How to deal with the less than obvious?

In environmental analysis, we often target a lot of compounds to get a detailed profile of certain pollution. However, due to different environmental process, not all of the compounds could be detected by our analysis method. For example, when I analysed PBDEs in 100 sludge samples, only a few congeners such as BDE-47, BDE-99, BDE-209 could be found in all of them. The other congerners such as BDE-28, BDE-17, BDE-153 could only be found in about 80% of them. Also some congerners such as BDE-77, BDE-53, BDE-17 were got in only 50% of them. Thus, we faced a problem: how to perform analysis such as summary or hypothesis testing or regression when some values were not detected by our analysis method.

Summary Statistics

Often a junior PhD student would be told to just use half of the LOQ(limit of quantitative) to substitute the N.D. of certain compounds. However, such method is not recommended for publishing papers. Such method would change the distribution of the concentrations. But what is the raw distribution of the environmental data?

Recently Prof. Ronald A. Hites from Indiana University published a paper about such issue and found such log-normally distribution could be really fit well for PCBs in about 2900 samples.For a log-normally distributed data, the geometric means are the unbiased estimation of the original median. So both of the geometric means and the median could be used to make a summary for the data with less than obvious.

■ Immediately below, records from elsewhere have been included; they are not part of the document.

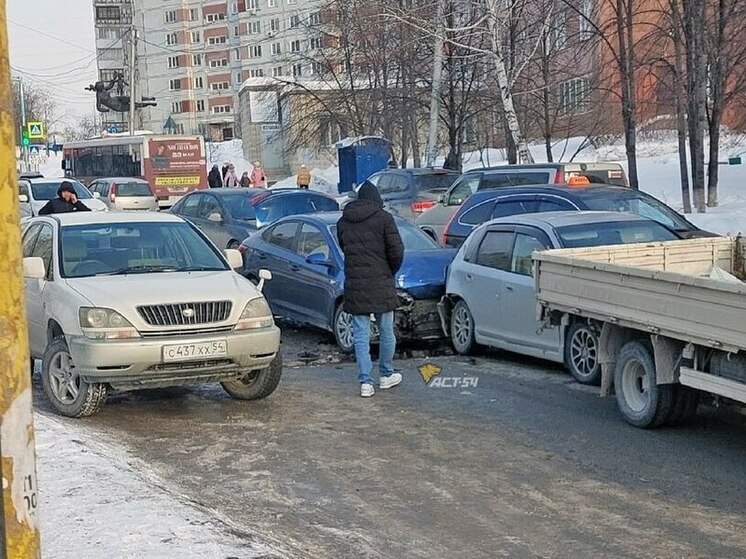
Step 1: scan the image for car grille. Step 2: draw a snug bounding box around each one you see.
[137,301,233,326]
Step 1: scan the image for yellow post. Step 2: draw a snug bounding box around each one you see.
[0,0,41,559]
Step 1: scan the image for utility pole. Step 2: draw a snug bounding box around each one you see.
[129,25,137,136]
[426,0,446,167]
[0,0,41,559]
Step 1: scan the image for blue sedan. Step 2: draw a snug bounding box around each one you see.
[239,212,456,352]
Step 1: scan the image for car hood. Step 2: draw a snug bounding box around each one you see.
[67,270,259,323]
[396,248,458,299]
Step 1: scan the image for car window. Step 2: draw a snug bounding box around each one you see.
[197,196,223,219]
[459,200,495,225]
[475,231,513,271]
[176,194,204,217]
[296,223,329,260]
[264,221,298,250]
[31,225,54,280]
[447,175,480,206]
[510,233,548,276]
[479,172,549,190]
[23,225,41,258]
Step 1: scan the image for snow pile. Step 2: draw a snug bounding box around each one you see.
[35,413,282,559]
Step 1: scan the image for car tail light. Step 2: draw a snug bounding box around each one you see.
[412,200,436,213]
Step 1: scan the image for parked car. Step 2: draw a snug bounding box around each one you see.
[417,162,629,239]
[239,212,456,352]
[442,185,712,248]
[439,212,680,384]
[358,168,459,221]
[88,177,158,212]
[18,179,108,216]
[170,188,339,249]
[23,212,282,417]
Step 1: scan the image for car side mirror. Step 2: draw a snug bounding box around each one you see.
[23,256,47,279]
[223,248,243,270]
[306,252,331,268]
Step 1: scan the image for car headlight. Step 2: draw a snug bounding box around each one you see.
[78,307,140,340]
[235,297,275,330]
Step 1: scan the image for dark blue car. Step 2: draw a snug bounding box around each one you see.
[239,212,456,352]
[443,185,712,248]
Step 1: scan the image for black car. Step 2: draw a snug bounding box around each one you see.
[443,185,713,248]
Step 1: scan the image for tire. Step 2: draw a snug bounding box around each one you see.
[220,350,282,400]
[41,338,107,417]
[449,299,477,355]
[332,303,355,353]
[614,341,677,429]
[565,322,601,386]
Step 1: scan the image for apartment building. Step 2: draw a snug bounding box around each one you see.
[94,0,321,141]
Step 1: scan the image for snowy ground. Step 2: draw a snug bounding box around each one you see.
[35,413,290,559]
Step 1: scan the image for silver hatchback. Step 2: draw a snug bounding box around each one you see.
[88,177,158,212]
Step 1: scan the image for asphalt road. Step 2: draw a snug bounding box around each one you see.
[37,328,746,559]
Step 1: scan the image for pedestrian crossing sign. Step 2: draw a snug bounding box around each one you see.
[26,122,44,139]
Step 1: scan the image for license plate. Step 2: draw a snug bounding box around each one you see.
[163,340,228,363]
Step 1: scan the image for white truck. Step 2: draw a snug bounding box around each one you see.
[534,237,746,428]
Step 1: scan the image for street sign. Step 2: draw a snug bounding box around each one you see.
[26,122,44,139]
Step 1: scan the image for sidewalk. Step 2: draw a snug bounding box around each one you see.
[35,413,283,559]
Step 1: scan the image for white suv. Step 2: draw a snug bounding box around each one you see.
[23,212,282,417]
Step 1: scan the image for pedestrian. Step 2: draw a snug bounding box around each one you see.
[295,165,311,190]
[39,185,91,215]
[207,164,223,188]
[337,182,404,398]
[251,161,267,188]
[223,163,238,188]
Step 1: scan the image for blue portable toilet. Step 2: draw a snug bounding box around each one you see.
[335,136,391,194]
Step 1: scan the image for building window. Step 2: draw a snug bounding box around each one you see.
[558,78,591,115]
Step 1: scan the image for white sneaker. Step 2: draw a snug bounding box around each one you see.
[381,373,401,390]
[360,383,376,398]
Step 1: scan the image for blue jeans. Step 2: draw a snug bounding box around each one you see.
[352,312,396,384]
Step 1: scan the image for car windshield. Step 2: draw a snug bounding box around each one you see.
[329,220,440,250]
[583,189,694,231]
[223,193,256,221]
[31,180,93,202]
[556,221,679,248]
[60,222,228,278]
[116,182,153,198]
[254,194,339,227]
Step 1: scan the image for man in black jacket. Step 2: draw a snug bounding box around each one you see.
[337,182,404,397]
[39,185,91,215]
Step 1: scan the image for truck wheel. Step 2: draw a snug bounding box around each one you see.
[220,350,282,400]
[565,322,601,386]
[614,341,676,429]
[450,299,477,355]
[41,338,106,417]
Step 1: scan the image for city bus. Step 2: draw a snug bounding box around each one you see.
[62,135,207,209]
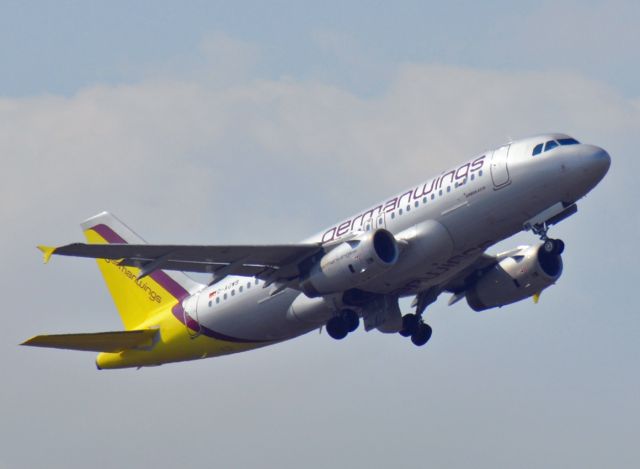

That paper published on ES&T letter also showed a interesting method to find the LOQ as follows:

Assuming that the PCB concentrations are detected with a decreasing probability below their LOQ and that this probability is not zero. That means:

For x > LOQ:

\[p(x) = 1 \]

For x < LOQ:

\[p(x) = \frac{1}{LOQ - x + 1} \]

Such \(p(x)\) means a weight for the concentrations we get from our samples. The PDF(probability density function) of concentrations would be a log-normally distribution as discussed before. So the actually PDF of concentration distribution we got would be:

\[pdf(x) = a*exp(\frac{-(x-\mu)^2}{2*\sigma})\]

\[PDF(x) = p(x) * pdf(x)\]

However, none of the \(a\), \(\mu\), \(\sigma\), \(LOQ\) were known. Thus we could use our data and the model to fit those parameters.

Prof. Hites found that such method could be robust even for small data and interesting, such fitted LOQ would be much higher than we get from the analysis method. So our LOQ might not be sensitivity as we thought.

My comment is that maybe the assumption of \(p(x)\) just get the nature of the trace analysis. If we insist the analysis method is sensitivity, then maybe the LOQ we fitted is just another environmental threshold which implied something.

However, we could use such method to simulate the less than obvious for our data. In fact, MLE(maximum-likelihood estimation) and some robust method could be used to impute our data. Then we need to do some inferences about our data.

Hypothesis Testing and Regression

In most cases, we could not directly use an imputed data for hypothesis testing and regression. However, some statistical methods could help us to find the answer.

When the missing values is less than 20%, Kendall’s robust line fit could be used. Such method get the pairwise slope of all of the data with missing values zero or imputed data. Then the median of the slope were used to fit the data.

When the missing values is less than 50% and more than 20%. Tobit regression and logistic regression could be used. For Tobit regression, we use MLE instead of OLS(ordinary least squares) to fit the parameters. For logistic regression, we could treat the detected samples as 1 and non-detected samples as 0 to make analysis. However, such method could only show little information form concentration distribution. Anyway only one or two high concentration might also show little information.

When little compounds detected, only the logistic regression and contingency table analysis with Chi-square test would be performed.

When you want to discuss the relationship between two group of samples with imputed data, only the robust method such as Kendall’s \(\tau\) and Spearman’s \(\rho\) could be used.

Ok, the core of this post is “Less thans are valuable data.”

References

1.Hites, R. A. A Statistical Approach for Left-Censored Data: Distributions of Atmospheric Polychlorinated Biphenyl Concentrations near the Great Lakes as a Case Study. Environmental Science & Technology Letters 150831163839007 (2015). doi:10.1021/acs.estlett.5b00223

2.Helsel, D. R. Less than obvious - statistical treatment of data below the detection limit. Environ. Sci. Technol. 24, 1766–1774 (1990).